Pull many files from local path.

If the file already exists, it will be ignored if replace is False (the default).

Parameters:
  • source (URL) – A local path to a directory containing the files to pull.

  • destination (URL) – A destination path where to pull the file to.

  • replace (bool) – A bool flag to indicate whether to replace existing files.

Return type:

None

download(source, destination, replace=False, delete_before=False)[source]

Implement download method of dbt remote interface.

For a local filesystem, this copies the source directory or file to destination.

Parameters:
  • source (URL)

  • destination (URL)

  • replace (bool)

  • delete_before (bool)

Return type:

None

get_url(url)[source]

Return an url relative to this hook’s basepath.

If the given url is absolute, simply return the url. If it’s none, then return an url made from basepath.

Parameters:

url (URL | None)

Return type:

URL

upload(source, destination, replace=False, delete_before=False)[source]

Implement upload method of dbt remote interface.

For a local filesystem, this copies the source directory or file to destination.

Parameters:
  • source (URL)

  • destination (URL)

  • replace (bool)

  • delete_before (bool)

Return type:

None

airflow_dbt_python.hooks.localfs.py37_copytree(source, destination, replace=True)[source]

A (probably) poor attempt at replicating shutil.copytree for Python 3.7.

shutil.copytree is available in Python 3.7, however it doesn’t have the dirs_exist_ok parameter, and we really need that. If the destination path doesn’t exist, we can use shutil.copytree, however if it does then we need to copy files one by one and make any subdirectories ourselves.

Parameters:
  • source (URL)

  • destination (URL)

  • replace (bool)

dbt S3 remote

An implementation for an S3 remote for dbt.

class airflow_dbt_python.hooks.s3.DbtS3RemoteHook(*args, **kwargs)[source]

A dbt remote implementation for S3.

This concrete remote class implements the DbtRemote interface by using S3 as a storage for uploading and downloading dbt files to and from. The DbtS3RemoteHook subclasses Airflow’s S3Hook to interact with S3. A connection id may be passed to set the connection to use with S3.

download(source, destination, replace=False, delete_before=False)[source]

Download one or more files from a destination URL in S3.

Lists all S3 keys that have source as a prefix to find what to download.

Parameters:
  • source (URL) – An S3 URL to a key prefix containing objects to download.

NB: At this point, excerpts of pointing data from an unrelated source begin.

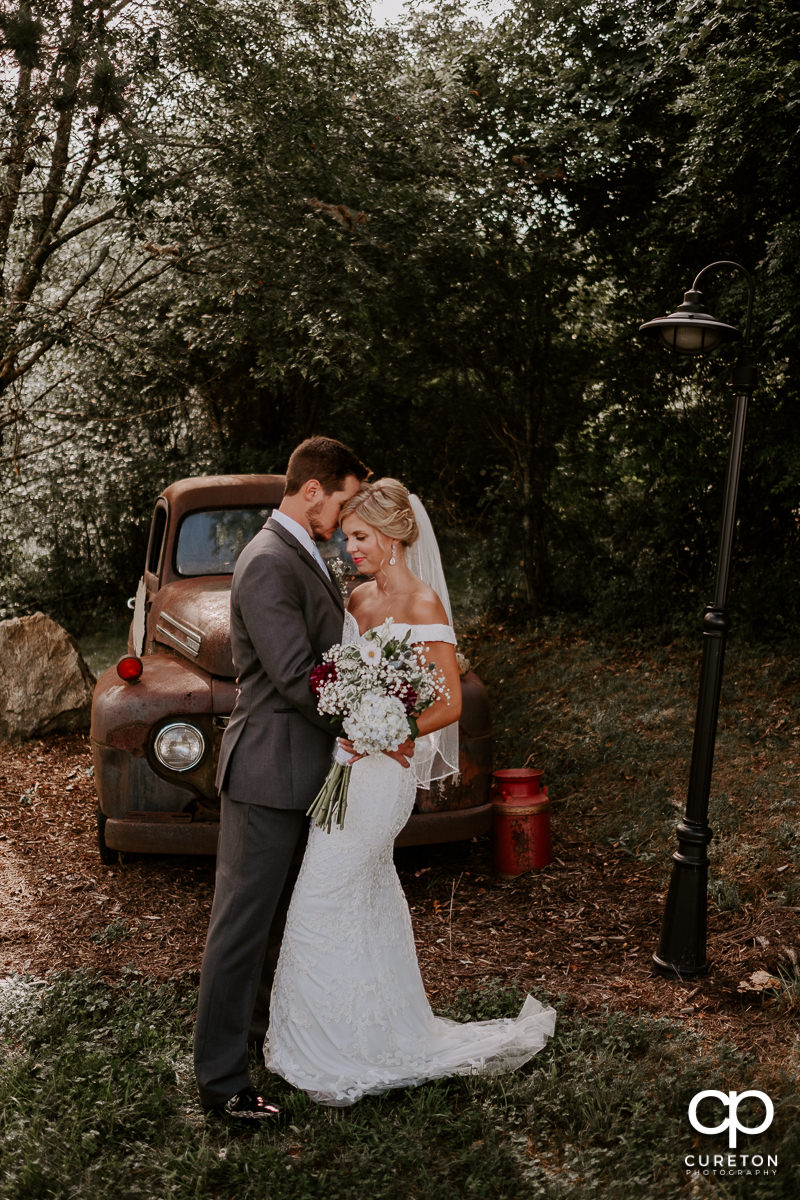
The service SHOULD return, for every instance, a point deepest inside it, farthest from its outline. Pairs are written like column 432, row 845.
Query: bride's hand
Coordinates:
column 403, row 754
column 348, row 748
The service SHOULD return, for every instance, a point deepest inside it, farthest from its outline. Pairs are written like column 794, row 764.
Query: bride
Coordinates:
column 349, row 1015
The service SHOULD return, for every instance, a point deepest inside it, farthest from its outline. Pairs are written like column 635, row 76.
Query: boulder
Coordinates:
column 44, row 684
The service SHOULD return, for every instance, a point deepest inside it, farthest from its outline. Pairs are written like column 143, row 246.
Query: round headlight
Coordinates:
column 179, row 747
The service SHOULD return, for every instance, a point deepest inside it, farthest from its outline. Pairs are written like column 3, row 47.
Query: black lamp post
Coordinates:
column 681, row 951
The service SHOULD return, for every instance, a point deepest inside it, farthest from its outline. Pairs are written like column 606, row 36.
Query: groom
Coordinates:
column 286, row 611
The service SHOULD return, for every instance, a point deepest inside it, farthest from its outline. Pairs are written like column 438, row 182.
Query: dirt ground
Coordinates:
column 583, row 928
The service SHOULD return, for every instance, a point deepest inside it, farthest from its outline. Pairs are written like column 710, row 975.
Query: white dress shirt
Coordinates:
column 302, row 537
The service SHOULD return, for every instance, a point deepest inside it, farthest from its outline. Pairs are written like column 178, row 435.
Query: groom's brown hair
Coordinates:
column 325, row 460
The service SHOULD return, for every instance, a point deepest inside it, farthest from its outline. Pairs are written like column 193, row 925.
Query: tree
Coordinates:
column 80, row 81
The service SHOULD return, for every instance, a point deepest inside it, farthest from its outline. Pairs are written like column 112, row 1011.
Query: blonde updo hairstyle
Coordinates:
column 384, row 504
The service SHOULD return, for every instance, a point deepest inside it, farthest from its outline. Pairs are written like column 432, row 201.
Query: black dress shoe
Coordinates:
column 246, row 1108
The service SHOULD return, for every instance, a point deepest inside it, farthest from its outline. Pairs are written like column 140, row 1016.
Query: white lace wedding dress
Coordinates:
column 349, row 1014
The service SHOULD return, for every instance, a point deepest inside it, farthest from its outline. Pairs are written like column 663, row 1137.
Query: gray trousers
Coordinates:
column 257, row 861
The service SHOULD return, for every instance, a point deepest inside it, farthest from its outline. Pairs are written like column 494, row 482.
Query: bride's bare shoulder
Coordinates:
column 361, row 597
column 425, row 607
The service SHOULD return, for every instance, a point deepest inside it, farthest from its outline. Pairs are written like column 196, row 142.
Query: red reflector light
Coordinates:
column 130, row 669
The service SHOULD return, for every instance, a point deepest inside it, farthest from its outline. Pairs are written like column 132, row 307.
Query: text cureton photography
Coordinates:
column 731, row 1164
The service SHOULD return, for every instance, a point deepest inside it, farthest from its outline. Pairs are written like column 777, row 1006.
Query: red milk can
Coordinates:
column 521, row 811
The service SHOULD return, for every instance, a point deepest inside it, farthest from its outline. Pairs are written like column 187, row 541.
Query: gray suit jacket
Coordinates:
column 284, row 613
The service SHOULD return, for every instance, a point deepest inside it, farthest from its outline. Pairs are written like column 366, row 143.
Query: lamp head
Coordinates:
column 689, row 330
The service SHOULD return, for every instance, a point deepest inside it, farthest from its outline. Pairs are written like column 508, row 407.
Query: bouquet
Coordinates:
column 376, row 688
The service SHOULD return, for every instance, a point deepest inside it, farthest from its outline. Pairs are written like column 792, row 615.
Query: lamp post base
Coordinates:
column 681, row 951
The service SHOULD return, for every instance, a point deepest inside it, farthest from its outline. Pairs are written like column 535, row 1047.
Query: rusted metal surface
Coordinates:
column 138, row 834
column 212, row 492
column 188, row 676
column 192, row 617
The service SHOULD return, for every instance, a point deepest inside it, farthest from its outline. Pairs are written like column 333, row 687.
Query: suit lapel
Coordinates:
column 306, row 559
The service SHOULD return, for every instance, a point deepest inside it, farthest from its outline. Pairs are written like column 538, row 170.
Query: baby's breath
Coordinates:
column 372, row 688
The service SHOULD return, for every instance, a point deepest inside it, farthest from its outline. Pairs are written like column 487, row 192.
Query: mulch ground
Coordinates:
column 582, row 929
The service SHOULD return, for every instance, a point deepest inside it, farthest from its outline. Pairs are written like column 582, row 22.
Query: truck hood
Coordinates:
column 193, row 617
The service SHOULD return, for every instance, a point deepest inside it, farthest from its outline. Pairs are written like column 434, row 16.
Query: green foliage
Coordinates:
column 437, row 241
column 96, row 1096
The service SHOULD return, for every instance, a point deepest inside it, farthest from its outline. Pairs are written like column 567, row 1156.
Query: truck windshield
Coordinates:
column 210, row 543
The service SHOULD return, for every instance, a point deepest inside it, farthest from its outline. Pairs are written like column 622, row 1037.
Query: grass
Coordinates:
column 612, row 727
column 96, row 1096
column 96, row 1086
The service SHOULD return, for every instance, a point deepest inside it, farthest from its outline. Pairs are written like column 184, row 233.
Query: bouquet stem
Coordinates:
column 330, row 803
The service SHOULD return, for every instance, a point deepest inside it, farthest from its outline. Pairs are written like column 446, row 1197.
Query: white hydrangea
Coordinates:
column 377, row 723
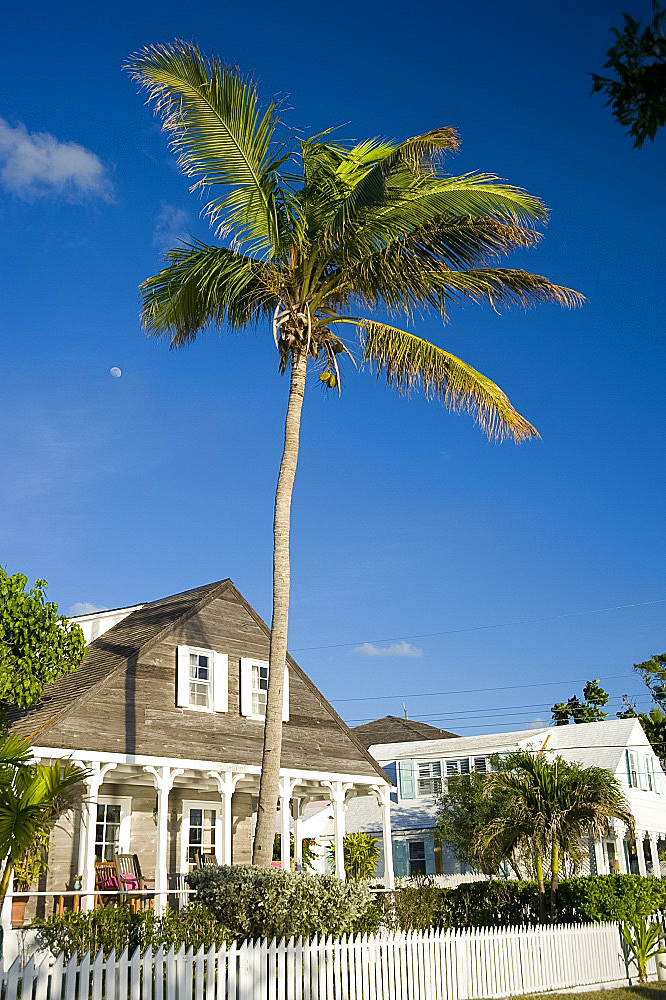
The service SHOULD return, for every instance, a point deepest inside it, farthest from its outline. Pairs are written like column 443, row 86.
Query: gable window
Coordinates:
column 460, row 766
column 430, row 777
column 202, row 679
column 259, row 688
column 254, row 689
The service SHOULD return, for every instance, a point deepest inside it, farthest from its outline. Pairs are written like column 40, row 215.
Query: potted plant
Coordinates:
column 27, row 871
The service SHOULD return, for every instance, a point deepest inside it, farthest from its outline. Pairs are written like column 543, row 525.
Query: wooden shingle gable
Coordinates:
column 123, row 697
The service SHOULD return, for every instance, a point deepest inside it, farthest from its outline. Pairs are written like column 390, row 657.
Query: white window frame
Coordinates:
column 202, row 804
column 125, row 803
column 430, row 778
column 219, row 681
column 247, row 663
column 458, row 761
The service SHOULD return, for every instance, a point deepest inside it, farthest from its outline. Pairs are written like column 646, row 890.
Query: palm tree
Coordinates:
column 550, row 806
column 32, row 796
column 322, row 237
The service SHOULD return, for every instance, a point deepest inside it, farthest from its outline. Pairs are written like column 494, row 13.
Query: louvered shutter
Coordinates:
column 285, row 696
column 406, row 781
column 391, row 772
column 220, row 682
column 183, row 677
column 429, row 847
column 246, row 686
column 400, row 858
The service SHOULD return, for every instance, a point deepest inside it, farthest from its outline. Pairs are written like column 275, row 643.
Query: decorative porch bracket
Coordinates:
column 163, row 779
column 226, row 783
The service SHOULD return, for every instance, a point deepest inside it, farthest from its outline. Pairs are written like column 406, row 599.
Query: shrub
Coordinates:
column 115, row 927
column 360, row 855
column 268, row 902
column 501, row 903
column 624, row 898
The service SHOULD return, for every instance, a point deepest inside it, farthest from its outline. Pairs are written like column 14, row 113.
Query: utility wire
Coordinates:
column 483, row 628
column 503, row 687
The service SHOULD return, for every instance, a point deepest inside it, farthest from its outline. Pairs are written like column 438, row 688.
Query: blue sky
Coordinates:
column 406, row 522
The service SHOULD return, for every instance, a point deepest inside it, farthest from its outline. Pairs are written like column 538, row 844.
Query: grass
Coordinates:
column 649, row 990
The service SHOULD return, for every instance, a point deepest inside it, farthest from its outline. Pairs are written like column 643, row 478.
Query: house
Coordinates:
column 166, row 712
column 419, row 771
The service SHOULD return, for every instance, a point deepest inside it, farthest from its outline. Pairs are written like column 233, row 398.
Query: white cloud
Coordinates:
column 37, row 165
column 84, row 608
column 397, row 649
column 171, row 227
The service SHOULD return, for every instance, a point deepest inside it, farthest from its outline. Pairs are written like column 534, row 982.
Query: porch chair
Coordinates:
column 106, row 877
column 130, row 878
column 207, row 860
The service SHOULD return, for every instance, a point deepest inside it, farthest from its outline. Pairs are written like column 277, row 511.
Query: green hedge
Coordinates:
column 115, row 927
column 501, row 903
column 268, row 902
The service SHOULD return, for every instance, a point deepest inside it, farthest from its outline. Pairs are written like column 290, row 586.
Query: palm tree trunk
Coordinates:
column 4, row 881
column 542, row 890
column 554, row 881
column 262, row 853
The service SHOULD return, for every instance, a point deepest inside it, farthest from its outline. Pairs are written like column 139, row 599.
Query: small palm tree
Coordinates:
column 644, row 941
column 32, row 796
column 322, row 237
column 552, row 805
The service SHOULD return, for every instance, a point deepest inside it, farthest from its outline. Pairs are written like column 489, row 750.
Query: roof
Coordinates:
column 131, row 638
column 393, row 729
column 599, row 744
column 111, row 650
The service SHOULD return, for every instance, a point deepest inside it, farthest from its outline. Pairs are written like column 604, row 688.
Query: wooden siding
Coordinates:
column 134, row 709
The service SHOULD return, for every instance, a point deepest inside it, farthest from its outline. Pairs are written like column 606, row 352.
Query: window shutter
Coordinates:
column 429, row 845
column 406, row 780
column 400, row 858
column 246, row 686
column 220, row 682
column 183, row 677
column 285, row 696
column 391, row 772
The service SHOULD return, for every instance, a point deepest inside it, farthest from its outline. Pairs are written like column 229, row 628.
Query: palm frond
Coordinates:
column 408, row 362
column 412, row 206
column 220, row 135
column 203, row 285
column 367, row 171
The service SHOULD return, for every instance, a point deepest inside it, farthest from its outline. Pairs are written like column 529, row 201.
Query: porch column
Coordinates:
column 640, row 852
column 297, row 815
column 163, row 778
column 383, row 794
column 600, row 857
column 226, row 784
column 339, row 791
column 618, row 838
column 654, row 852
column 93, row 783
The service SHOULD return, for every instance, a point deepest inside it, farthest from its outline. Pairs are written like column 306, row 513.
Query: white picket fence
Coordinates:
column 437, row 965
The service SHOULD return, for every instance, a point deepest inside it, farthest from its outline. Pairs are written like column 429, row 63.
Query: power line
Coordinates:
column 503, row 687
column 508, row 711
column 483, row 628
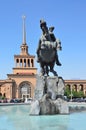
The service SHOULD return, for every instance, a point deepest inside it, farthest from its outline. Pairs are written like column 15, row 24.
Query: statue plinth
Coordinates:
column 49, row 96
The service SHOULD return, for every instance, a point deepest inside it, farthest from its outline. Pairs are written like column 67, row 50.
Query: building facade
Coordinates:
column 21, row 83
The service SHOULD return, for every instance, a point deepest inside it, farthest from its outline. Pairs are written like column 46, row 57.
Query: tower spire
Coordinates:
column 24, row 30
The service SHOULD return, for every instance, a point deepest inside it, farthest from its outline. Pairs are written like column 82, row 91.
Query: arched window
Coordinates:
column 25, row 90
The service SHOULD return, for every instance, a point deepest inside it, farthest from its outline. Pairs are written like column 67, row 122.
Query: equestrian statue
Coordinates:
column 47, row 50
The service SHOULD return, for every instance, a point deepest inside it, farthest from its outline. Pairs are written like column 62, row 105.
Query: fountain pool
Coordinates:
column 16, row 117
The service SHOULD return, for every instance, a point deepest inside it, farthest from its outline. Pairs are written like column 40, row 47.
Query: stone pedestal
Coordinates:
column 49, row 96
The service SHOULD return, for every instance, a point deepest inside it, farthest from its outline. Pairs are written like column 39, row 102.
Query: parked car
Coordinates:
column 15, row 101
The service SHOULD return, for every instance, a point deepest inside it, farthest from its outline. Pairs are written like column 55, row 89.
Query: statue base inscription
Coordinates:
column 49, row 96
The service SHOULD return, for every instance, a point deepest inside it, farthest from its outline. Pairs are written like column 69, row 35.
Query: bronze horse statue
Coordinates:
column 47, row 50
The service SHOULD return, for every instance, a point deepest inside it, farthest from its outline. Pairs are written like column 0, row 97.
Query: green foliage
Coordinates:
column 67, row 92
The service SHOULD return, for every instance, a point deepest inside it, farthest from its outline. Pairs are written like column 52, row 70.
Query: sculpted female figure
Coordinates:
column 47, row 49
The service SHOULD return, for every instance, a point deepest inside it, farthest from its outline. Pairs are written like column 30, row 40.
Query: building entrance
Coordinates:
column 24, row 96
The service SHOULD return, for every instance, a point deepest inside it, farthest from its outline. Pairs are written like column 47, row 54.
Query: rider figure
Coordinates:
column 49, row 36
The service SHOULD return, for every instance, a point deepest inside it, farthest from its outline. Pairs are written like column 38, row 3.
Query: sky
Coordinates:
column 67, row 16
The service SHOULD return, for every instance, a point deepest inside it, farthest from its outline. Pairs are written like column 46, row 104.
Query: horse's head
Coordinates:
column 59, row 47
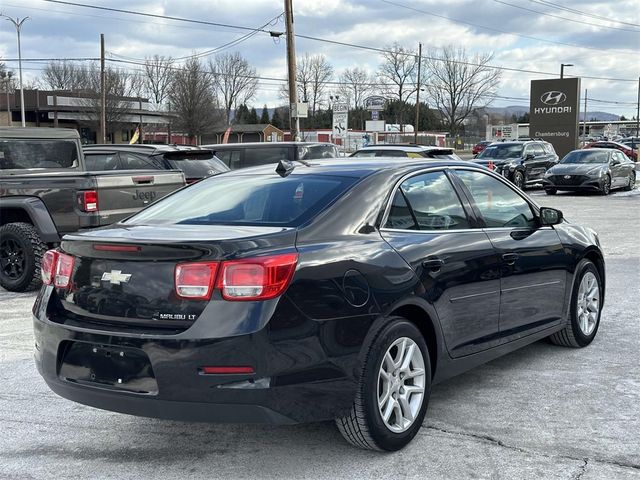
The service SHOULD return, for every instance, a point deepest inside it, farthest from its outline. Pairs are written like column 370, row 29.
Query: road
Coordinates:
column 541, row 412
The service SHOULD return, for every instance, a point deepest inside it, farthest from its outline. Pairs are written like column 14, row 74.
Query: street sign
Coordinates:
column 340, row 119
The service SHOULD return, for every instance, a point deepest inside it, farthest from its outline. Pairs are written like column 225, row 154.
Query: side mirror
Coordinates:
column 550, row 216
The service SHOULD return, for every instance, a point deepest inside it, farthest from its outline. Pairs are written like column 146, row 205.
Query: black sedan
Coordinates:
column 336, row 289
column 595, row 169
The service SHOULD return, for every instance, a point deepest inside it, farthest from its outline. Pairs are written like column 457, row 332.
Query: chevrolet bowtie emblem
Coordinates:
column 116, row 277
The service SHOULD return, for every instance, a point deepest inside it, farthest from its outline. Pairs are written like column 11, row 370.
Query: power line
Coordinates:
column 417, row 10
column 579, row 12
column 324, row 40
column 565, row 18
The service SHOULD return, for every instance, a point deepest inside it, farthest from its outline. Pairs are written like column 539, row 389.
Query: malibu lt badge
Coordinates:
column 115, row 277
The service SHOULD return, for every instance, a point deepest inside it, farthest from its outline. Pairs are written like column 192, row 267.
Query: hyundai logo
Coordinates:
column 553, row 98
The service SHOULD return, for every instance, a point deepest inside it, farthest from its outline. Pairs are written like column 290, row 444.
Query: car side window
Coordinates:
column 499, row 205
column 101, row 161
column 400, row 216
column 434, row 202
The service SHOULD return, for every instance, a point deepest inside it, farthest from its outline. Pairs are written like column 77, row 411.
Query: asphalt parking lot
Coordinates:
column 541, row 412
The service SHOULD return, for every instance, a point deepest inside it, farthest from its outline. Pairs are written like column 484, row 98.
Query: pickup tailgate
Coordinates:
column 121, row 194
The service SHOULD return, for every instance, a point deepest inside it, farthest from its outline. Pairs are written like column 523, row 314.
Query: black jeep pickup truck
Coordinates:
column 46, row 192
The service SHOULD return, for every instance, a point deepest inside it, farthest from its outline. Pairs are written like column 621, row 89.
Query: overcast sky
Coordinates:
column 522, row 34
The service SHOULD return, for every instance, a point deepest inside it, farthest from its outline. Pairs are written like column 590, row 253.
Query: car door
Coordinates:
column 534, row 265
column 457, row 266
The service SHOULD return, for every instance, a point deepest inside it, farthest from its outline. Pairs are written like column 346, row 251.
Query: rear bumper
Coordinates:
column 299, row 376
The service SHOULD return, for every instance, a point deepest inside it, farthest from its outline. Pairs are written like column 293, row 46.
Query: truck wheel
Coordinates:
column 20, row 253
column 393, row 391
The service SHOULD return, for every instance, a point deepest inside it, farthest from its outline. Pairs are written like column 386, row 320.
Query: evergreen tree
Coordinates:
column 264, row 118
column 252, row 118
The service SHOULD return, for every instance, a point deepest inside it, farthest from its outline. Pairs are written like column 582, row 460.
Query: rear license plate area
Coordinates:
column 106, row 366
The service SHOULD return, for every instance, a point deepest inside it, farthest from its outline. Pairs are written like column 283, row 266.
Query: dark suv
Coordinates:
column 522, row 162
column 253, row 154
column 196, row 163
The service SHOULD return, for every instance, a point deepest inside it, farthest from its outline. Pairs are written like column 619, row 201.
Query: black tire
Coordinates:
column 632, row 181
column 363, row 426
column 572, row 335
column 518, row 179
column 605, row 188
column 21, row 251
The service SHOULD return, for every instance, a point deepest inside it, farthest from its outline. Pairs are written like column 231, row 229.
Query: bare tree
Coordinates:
column 158, row 75
column 192, row 98
column 234, row 81
column 312, row 74
column 65, row 75
column 460, row 83
column 356, row 85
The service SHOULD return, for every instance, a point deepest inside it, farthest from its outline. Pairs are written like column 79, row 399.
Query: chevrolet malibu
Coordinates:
column 326, row 290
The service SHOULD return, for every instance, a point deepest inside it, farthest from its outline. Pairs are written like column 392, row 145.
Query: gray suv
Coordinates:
column 522, row 162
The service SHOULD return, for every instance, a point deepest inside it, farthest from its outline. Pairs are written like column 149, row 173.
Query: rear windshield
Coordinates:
column 313, row 152
column 502, row 150
column 30, row 153
column 262, row 200
column 199, row 168
column 578, row 156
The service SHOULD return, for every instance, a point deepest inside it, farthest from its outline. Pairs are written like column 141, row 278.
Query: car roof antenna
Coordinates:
column 284, row 168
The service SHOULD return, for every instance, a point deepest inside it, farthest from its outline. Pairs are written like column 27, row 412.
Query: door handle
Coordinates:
column 510, row 258
column 433, row 264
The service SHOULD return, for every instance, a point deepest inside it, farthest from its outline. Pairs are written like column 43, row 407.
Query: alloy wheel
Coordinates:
column 12, row 259
column 588, row 303
column 401, row 384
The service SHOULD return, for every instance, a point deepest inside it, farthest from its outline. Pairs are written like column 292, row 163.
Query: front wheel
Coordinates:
column 586, row 307
column 393, row 391
column 605, row 188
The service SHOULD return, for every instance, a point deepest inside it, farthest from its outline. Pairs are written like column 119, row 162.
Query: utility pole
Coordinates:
column 294, row 121
column 18, row 24
column 103, row 94
column 638, row 111
column 415, row 130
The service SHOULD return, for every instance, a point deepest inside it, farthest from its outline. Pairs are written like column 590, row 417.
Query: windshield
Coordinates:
column 261, row 200
column 586, row 157
column 199, row 168
column 32, row 153
column 502, row 150
column 312, row 152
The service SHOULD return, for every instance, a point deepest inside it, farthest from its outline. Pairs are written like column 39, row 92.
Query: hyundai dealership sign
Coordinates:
column 554, row 112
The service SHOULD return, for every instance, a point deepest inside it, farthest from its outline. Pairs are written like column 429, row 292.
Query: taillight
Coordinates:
column 56, row 268
column 88, row 200
column 258, row 278
column 48, row 266
column 195, row 280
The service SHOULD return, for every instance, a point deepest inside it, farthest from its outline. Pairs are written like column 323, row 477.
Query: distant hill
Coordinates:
column 519, row 110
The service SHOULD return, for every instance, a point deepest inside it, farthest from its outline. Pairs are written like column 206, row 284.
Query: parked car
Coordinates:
column 522, row 162
column 406, row 151
column 595, row 169
column 196, row 163
column 253, row 154
column 478, row 147
column 47, row 191
column 626, row 149
column 339, row 290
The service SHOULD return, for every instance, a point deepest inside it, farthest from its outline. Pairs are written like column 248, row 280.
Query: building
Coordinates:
column 80, row 110
column 242, row 133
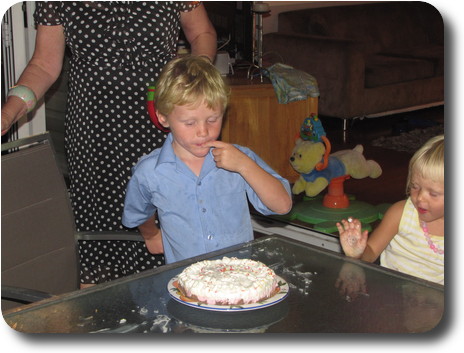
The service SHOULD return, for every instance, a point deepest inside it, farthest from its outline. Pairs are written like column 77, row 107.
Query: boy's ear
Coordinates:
column 162, row 119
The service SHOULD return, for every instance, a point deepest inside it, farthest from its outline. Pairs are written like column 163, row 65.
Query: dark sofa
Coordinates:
column 370, row 59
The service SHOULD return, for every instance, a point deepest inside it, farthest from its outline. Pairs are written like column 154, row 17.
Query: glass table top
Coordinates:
column 327, row 293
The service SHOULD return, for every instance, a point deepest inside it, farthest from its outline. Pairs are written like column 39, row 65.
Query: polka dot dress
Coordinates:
column 118, row 49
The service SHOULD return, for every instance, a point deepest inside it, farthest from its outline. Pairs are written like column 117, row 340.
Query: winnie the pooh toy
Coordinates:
column 306, row 159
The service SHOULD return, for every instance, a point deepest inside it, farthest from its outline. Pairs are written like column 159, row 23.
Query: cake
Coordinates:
column 229, row 281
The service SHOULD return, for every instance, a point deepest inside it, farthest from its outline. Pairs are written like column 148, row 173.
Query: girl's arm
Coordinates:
column 40, row 73
column 268, row 188
column 199, row 32
column 384, row 233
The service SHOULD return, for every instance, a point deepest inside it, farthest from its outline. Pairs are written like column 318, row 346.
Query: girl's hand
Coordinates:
column 352, row 239
column 228, row 157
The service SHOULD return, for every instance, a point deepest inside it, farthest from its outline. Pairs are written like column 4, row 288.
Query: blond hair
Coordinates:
column 190, row 80
column 428, row 161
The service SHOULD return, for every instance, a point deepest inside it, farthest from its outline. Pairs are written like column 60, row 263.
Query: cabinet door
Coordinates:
column 256, row 120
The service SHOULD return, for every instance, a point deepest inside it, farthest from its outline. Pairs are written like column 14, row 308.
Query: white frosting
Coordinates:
column 228, row 281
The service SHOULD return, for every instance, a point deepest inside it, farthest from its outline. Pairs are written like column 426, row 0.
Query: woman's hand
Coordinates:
column 352, row 238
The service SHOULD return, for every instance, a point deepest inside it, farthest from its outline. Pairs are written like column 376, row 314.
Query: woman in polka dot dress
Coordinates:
column 117, row 48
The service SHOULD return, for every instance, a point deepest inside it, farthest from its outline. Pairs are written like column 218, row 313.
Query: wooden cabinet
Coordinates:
column 256, row 120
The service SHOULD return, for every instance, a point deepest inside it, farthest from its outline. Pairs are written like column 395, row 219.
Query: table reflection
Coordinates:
column 328, row 293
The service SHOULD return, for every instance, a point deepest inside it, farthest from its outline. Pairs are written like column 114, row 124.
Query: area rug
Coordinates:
column 409, row 141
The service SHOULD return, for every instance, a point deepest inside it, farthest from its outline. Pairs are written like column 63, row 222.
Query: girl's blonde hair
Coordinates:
column 190, row 80
column 428, row 161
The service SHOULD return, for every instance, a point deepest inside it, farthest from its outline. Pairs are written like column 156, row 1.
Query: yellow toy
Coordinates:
column 307, row 157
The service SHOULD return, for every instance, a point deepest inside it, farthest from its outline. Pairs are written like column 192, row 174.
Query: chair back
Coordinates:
column 38, row 245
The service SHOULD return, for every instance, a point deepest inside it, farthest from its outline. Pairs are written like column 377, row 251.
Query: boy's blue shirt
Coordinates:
column 197, row 214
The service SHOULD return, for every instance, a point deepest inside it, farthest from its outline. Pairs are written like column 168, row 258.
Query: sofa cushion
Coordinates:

  • destination (URL) – A destination URL where to download the objects to. The existing sub-directory hierarchy in S3 will be preserved.

  • replace (bool) – Indicates whether to replace existing files when downloading. This flag is kept here to comply with the DbtRemote interface but its ignored as files downloaded from S3 always overwrite local files.

  • delete_before (bool) – Delete destination directory before download.

download_s3_object(s3_object, destination)[source]

Download an S3 object into a local destination.

Parameters:

destination (URL)

Return type:

None

iter_url(source)[source]

Iterate over an S3 key given by a URL.

Parameters:

source (URL)

Return type:

Iterable[URL]

load_file_handle_replace_error(file_url, key, bucket_name=None, replace=False, encrypt=False, gzip=False, acl_policy=None)[source]

Calls S3Hook.load_file but handles ValueError when replacing existing keys.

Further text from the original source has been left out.